China is refocusing and to some extent boosting its easing measures to address growth concerns. Local governments will get earlier approval for bond issuance – and look likely to be allowed to issue more.
Further guidance to banks to channel more credit to the private sector, further tax cuts, particularly in VAT, and lower reserve requirement ratios should all help to plant the seeds for growth recovery by Q2 2019.
For 2019, the outlook for growth in the US is a mixed bag, with consumption remaining solid (although momentum is flagging somewhat), and government spending probably at a peak. Weaker trade and residential investment could drag on growth. That said, while the slowdown bears watching, business and consumer activity levels remain healthy. Will there be recession? So far, productivity gains have lifted profit margins by keeping unit labour costs down, but unless those gains go further, margins could falter, leading to a scale-back of hiring and capex. Banks are also tightening lending standards on corporate loans.

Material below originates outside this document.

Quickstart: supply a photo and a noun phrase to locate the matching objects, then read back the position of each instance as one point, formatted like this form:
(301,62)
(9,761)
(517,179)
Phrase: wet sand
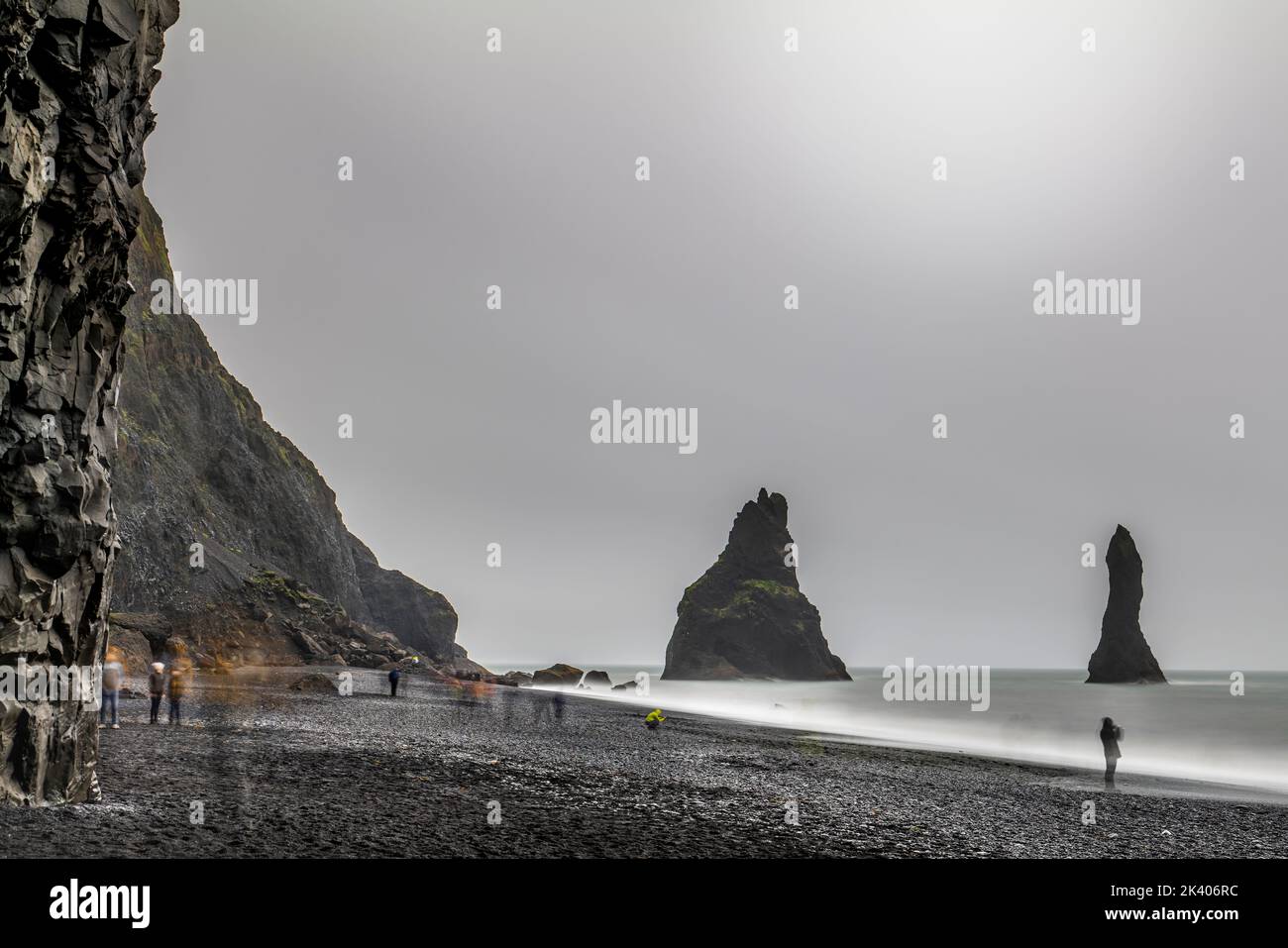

Struggling to hit its inflation target – and with populism and recession making it challenging to resort to conventional quantitative easing, the Fed is considering changing its strategy to average inflation targeting (AIT). This could also be supplemented with a revised policy toolkit so as to better able to manage the next recession.
The Fed is also searching for ways to support supply-side improvements in the economy and sees some encouraging evidence in productivity and labour data, as well as the likelihood that President Trump will fill the two current Fed board vacancies with supply-side sympathisers.